Benjamina Ebuehi's Recipe for Cherry and Pistachio Meringue Cake
This year, the traditional festive pav is being swapped for a wonderfully different dessert featuring meringue. Crisp discs of meringue with pistachio are stacked with a lush pistachio cream and a vibrant cherry compote. As it rests, the discs become slightly beneath the filling, resulting in a pleasantly chewy feel. It's a wonderful alternative for Christmas dining free from the usual suspects of chocolate and booze.
Pistachio and Cherry Meringue Cake
Thanks to the trend of a well-known confection, ready-made pistachio spread is simple to source in many grocery stores. This product is pre-sweetened and offers a lovely, soft green hue. An alternative is pistachio butter if preferred, though the color may be duller and some added sweetness is needed to adjust the sweetness.
Prep: 5 min
Cook: 2 hr 20 min
Serves: 12-16
For the Meringue Discs
150g pistachio kernels, plus an extra 50g, chopped, for garnish
50g icing sugar
1 tsp cornflour
A pinch of salt
165g egg whites
155g caster sugar
For the Cherry Compote
350g frozen cherries
Juice of ½ lemon
60g caster sugar
For the Pistachio Cream
600ml whipping cream
60g pistachio creme
Method
First, heating your oven to 170C (150C fan)/340F/gas 3½. Line three baking trays with baking paper. Using an 18cm plate or cake tin, mark a circle on every sheet. Turn the paper upside down so the pen marks aren't touching the meringue.

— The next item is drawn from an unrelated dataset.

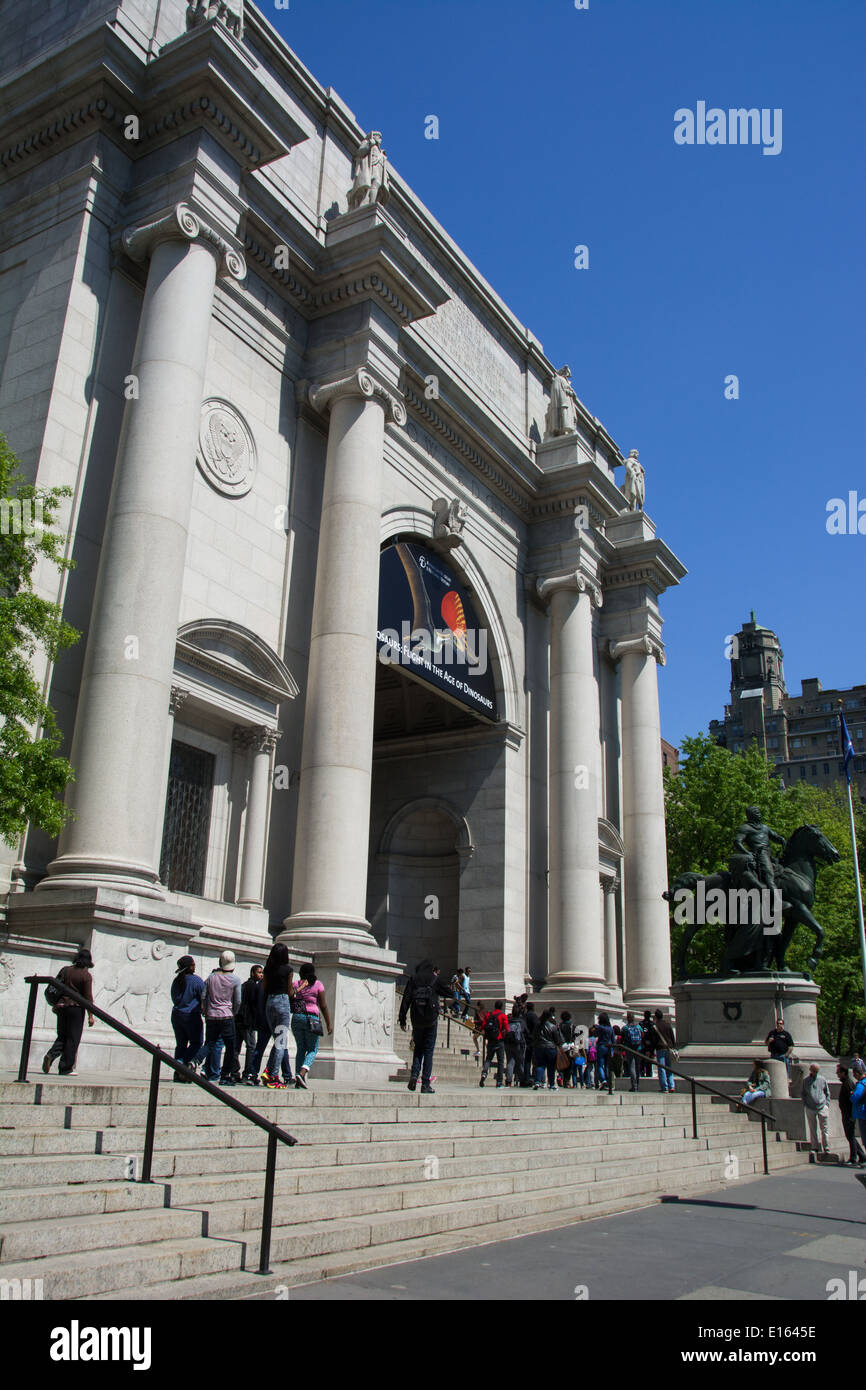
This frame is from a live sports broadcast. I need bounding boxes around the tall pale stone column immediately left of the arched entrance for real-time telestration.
[284,371,406,942]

Using a processor the 150g pistachios, icing sugar, cornflour, and salt until mostly fine – a few chunkier pieces of pistachio are perfectly acceptable.
Using a stand mixer and mix initially until light and bubbly. Increase the speed and continue to whisk until soft peaks form. Keeping the mixer on, slowly pour in the caster sugar until the meringue is firm, shiny, and holds its shape.

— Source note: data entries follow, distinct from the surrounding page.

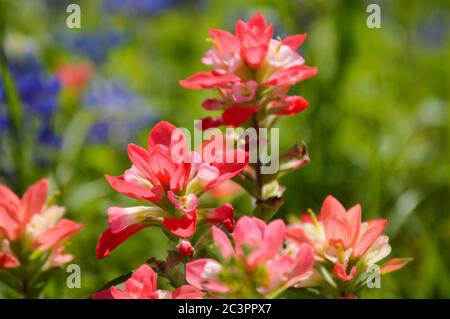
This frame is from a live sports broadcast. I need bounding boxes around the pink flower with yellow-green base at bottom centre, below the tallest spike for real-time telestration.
[186,216,314,298]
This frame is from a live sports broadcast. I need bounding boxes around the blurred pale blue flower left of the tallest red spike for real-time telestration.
[82,79,157,147]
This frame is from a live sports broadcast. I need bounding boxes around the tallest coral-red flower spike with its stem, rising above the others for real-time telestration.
[180,14,317,220]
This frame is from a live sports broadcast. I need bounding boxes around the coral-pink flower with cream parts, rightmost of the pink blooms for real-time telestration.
[286,196,410,293]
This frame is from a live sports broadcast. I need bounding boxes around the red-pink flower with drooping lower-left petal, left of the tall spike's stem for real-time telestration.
[97,122,248,258]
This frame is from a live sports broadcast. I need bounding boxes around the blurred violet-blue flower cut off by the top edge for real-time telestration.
[103,0,176,16]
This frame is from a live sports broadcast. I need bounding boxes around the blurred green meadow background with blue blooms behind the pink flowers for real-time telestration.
[0,0,450,298]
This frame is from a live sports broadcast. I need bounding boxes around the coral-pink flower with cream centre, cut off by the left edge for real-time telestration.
[0,179,82,268]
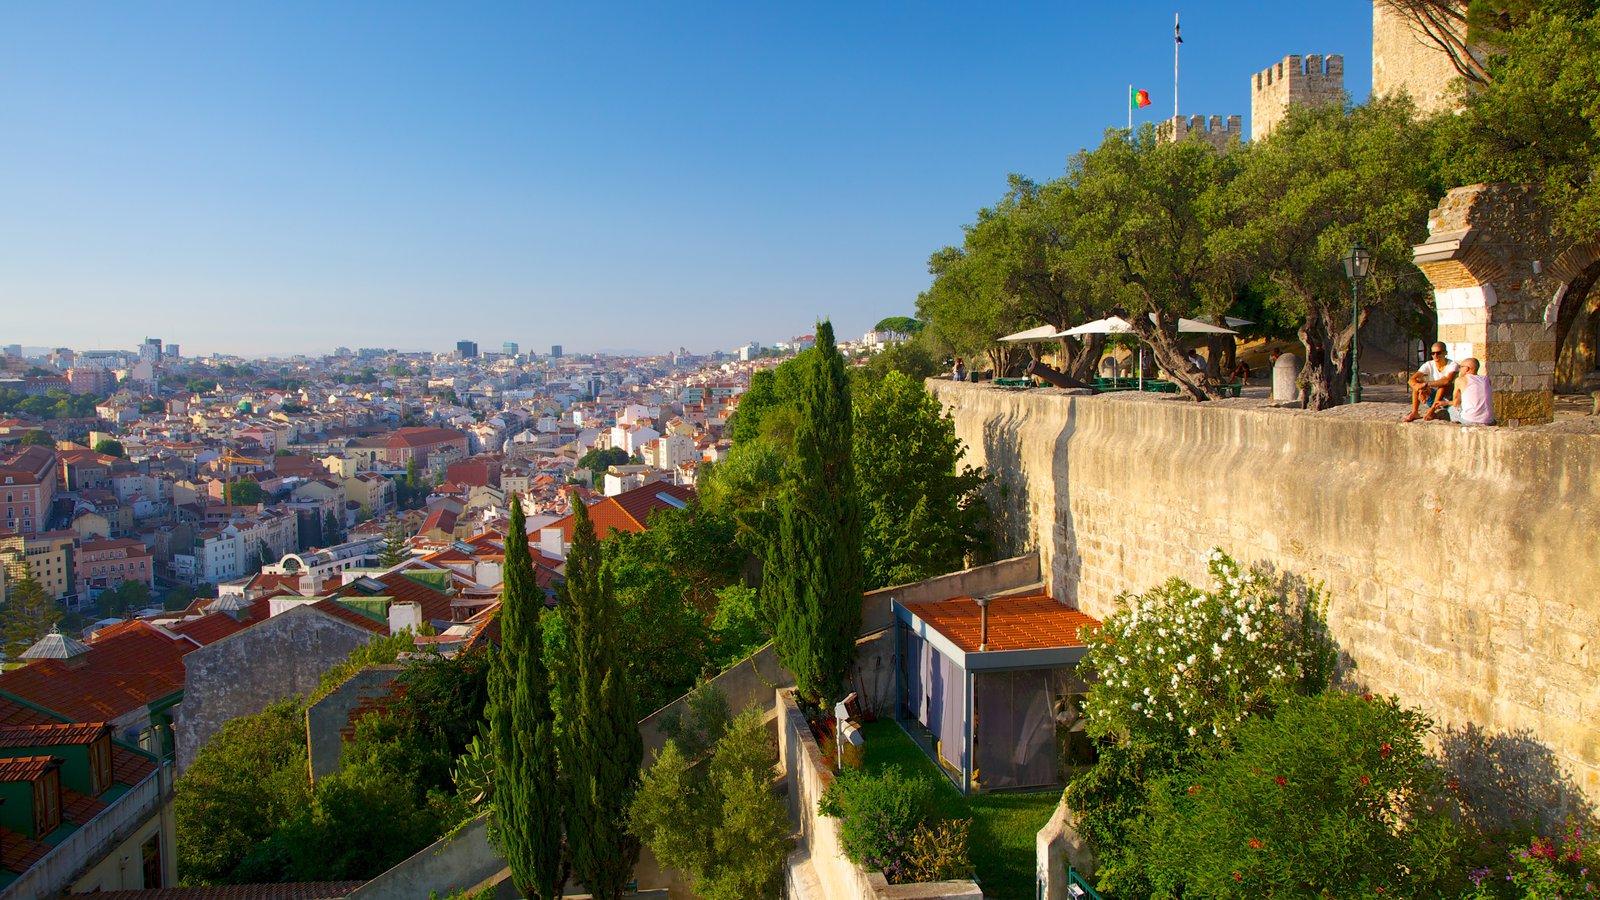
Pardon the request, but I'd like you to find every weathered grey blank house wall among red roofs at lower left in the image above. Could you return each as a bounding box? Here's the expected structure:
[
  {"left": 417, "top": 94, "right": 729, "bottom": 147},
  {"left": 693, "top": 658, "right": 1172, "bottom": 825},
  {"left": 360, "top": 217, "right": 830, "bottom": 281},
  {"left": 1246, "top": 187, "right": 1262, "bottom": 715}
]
[{"left": 173, "top": 607, "right": 373, "bottom": 773}]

Using a spatula, fold the pistachio mixture into the meringue, taking care not to over-mix. Spoon the meringue into a bag fitted with a large tip and snip off about an inch from the tip.
Beginning at the perimeter of each outline, fill the circle with meringue onto each tray. Smooth the surface carefully. Bake for 30-40 minutes until the meringues are pale gold and are set to the touch. They should release easily when cool. Remove and cool completely.

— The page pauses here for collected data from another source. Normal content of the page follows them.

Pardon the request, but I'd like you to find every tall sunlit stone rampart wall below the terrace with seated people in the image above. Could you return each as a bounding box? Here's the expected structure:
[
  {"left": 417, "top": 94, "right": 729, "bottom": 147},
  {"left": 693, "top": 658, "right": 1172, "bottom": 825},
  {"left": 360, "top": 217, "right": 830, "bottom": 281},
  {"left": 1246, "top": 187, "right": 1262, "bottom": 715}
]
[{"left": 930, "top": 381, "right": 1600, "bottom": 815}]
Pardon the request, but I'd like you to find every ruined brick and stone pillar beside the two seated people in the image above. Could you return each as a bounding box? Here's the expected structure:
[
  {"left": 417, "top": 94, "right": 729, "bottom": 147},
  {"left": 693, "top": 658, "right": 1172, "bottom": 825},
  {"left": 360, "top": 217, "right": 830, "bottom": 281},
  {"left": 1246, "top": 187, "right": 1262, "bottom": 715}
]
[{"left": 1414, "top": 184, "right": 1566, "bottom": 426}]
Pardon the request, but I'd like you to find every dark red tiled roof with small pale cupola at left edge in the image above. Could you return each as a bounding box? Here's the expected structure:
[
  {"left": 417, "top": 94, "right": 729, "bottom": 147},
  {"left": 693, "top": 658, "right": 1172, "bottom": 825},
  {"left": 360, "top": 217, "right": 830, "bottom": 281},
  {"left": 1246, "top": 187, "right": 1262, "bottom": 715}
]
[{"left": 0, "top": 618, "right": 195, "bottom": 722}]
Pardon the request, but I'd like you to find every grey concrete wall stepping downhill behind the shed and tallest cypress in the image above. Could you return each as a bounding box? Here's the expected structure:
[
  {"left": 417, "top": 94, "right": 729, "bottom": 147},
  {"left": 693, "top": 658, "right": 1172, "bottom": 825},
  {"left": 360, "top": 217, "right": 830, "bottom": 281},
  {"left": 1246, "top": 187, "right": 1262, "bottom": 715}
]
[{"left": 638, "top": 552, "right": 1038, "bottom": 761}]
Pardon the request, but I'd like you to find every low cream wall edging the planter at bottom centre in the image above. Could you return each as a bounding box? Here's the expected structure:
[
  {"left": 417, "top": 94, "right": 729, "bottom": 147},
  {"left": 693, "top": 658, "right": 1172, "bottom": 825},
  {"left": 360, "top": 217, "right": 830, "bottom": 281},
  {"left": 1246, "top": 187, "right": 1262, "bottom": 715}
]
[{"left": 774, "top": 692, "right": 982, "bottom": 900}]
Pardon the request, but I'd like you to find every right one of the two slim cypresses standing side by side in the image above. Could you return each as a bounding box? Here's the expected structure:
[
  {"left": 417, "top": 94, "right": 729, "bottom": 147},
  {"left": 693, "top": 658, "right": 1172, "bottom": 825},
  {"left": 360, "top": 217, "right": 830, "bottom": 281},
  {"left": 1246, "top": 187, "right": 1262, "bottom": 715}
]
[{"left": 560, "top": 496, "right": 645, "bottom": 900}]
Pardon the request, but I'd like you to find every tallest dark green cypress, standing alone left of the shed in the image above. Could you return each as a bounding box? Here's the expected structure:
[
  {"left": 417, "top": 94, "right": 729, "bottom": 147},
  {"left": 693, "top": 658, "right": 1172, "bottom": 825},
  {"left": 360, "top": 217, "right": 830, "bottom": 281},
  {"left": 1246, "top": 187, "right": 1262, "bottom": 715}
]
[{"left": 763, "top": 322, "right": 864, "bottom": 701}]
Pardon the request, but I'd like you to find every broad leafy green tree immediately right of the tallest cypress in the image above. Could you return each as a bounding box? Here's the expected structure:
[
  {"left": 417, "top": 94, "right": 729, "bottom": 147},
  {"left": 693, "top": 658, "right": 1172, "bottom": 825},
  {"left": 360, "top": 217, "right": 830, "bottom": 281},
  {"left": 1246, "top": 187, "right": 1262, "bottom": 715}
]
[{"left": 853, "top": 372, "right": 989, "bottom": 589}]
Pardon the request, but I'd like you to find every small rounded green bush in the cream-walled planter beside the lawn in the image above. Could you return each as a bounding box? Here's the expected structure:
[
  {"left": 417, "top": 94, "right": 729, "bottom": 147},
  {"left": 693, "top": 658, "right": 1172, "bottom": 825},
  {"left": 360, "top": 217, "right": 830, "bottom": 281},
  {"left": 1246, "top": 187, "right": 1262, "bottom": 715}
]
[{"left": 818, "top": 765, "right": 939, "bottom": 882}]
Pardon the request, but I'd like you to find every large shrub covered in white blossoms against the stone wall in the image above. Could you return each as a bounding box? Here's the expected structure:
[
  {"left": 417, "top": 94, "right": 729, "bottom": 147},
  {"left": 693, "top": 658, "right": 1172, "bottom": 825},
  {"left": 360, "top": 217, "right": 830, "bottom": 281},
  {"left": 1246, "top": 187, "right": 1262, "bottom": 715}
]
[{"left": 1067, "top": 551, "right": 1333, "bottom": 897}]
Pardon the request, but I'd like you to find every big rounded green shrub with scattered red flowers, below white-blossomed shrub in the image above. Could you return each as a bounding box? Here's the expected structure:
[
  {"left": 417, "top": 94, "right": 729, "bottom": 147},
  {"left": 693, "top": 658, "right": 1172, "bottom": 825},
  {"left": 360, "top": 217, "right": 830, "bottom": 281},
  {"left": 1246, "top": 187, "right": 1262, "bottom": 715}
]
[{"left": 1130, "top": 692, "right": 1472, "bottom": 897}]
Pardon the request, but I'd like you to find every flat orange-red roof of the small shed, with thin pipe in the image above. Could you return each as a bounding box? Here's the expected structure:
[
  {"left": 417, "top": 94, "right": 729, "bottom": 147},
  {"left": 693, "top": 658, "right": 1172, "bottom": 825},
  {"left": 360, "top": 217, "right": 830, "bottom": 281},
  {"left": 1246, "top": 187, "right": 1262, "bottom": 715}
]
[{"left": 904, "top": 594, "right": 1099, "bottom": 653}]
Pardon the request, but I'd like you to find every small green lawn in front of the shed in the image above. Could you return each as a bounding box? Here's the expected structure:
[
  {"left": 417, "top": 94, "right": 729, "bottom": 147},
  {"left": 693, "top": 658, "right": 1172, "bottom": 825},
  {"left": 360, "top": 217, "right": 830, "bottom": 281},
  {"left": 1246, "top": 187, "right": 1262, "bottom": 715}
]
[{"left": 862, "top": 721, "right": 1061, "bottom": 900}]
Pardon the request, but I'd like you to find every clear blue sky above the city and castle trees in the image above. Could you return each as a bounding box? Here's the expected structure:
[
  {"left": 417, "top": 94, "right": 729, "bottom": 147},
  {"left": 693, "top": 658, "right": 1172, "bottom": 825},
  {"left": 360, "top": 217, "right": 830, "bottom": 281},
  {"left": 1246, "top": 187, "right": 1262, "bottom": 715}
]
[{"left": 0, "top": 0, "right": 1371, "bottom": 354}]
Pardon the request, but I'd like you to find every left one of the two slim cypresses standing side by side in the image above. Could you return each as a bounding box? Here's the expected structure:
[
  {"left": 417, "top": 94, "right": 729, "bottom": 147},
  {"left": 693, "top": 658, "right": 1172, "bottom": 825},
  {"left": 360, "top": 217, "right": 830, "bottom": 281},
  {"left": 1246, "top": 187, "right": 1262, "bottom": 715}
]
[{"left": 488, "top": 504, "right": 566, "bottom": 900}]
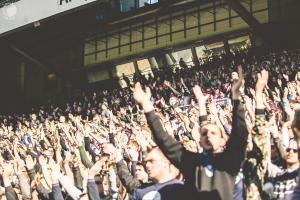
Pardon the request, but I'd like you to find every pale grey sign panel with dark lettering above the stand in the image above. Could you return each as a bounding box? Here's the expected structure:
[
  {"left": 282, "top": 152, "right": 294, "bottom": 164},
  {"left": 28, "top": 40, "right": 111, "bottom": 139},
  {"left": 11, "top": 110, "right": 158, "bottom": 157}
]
[{"left": 0, "top": 0, "right": 96, "bottom": 35}]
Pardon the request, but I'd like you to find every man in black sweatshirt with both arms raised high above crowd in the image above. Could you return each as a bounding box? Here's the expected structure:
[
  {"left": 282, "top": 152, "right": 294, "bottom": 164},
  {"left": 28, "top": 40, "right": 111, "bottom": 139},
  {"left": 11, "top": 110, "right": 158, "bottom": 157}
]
[{"left": 133, "top": 66, "right": 248, "bottom": 200}]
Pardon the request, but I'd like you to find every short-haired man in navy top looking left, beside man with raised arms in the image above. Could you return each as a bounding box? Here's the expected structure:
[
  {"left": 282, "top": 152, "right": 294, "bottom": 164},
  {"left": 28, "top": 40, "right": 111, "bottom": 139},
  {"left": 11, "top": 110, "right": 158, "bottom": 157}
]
[{"left": 117, "top": 147, "right": 183, "bottom": 200}]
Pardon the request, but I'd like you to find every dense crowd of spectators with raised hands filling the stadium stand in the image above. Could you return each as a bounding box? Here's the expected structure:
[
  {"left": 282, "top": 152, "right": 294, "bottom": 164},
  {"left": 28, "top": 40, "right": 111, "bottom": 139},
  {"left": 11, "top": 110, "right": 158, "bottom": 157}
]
[{"left": 0, "top": 47, "right": 300, "bottom": 200}]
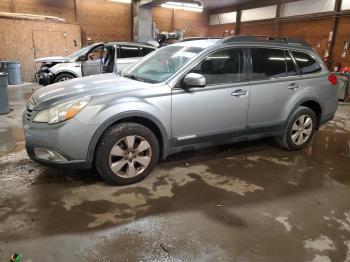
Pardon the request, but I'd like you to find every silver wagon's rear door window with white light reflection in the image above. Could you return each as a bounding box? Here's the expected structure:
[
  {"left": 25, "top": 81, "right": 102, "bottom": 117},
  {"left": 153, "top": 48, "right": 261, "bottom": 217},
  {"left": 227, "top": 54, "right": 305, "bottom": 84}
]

While the meringues bake, prepare the cherry sauce. Put the cherries, lemon juice, and sugar in a pot and cook on a medium-low flame until the cherries soften. Increase the heat to boil and cook for about five minutes until the cherries are broken down slightly. Spoon the cherries to a bowl, keeping the liquid in the pan. Simmer the syrup until it has halved in volume, then pour it over the cherries. Allow to reach room temperature.
For the pistachio cream, beat the whipping cream and pistachio creme in a bowl until just thickened.
For construction, neaten the edges of each meringue disc with a small serrated knife, following the original circle. Position the bottom meringue on a serving plate and top with a generous amount of the whipped cream. Create a slight well (about 10cm-12cm wide) in the center and place some of the cherries (this prevents the syrup from leaking). Place the second layer and repeat the process, setting aside a small handful for the top decoration.
Place the final disc and cover the top and sides with the rest of the pistachio cream, smoothing it with a knife. Press the chopped pistachios onto the vertical surface.
Place the rest of the cream into a pastry bag with a star tip and pipe rosettes on top. Add the the saved cherries and refrigerate before serving.